Solo
adivino el trasluz, la vida es una metáfora
donde el
recuerdo tiene mil colores, mis horarios
de tarántula
no ven la claridad que se expande
como una
sábana de amor sobre la piel aún
abierta a
los círculos de los relojes. De repasar
los ritos
que son carne de este árbol sin hojas,
me queda un
llorar de pájaros y una nieve
prendida a
tu nombre ya borrado por el agua
de un abril
misericordioso.
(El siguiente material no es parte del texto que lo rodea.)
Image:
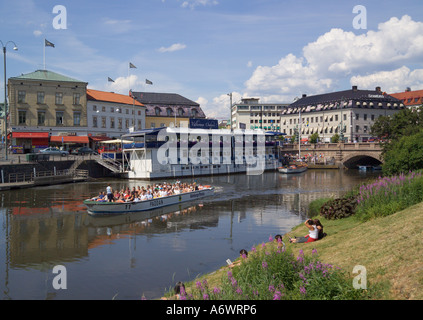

Mi vista me aleja
de la luz,
en mis anteojos de plata viven los ecos
de una voz
que recita fechas y calendarios junto a un mar
que murió
en los párpados de una canción sonámbula.
Y ahora
vuelven las habitaciones encendidas por tu cuerpo,
los mapas
que no conocieron otro río que la desnudez ágil
de un
oráculo, la fogatas que crepitaban en las noches
de julio,
el discreto perfume que desprende el arco
donde tu
oreja es un istmo de diamantes rojos, el breve
carmín de
la duda en la que estalla el ruiseñor del ansia
sin un
dique que contenga su trino febril. Pero, detrás
de mis
gafas de nácar, la edad es un muro y ya no hay serpentinas
que vuelen
sobre este cielo que se agota, se agota, se agota.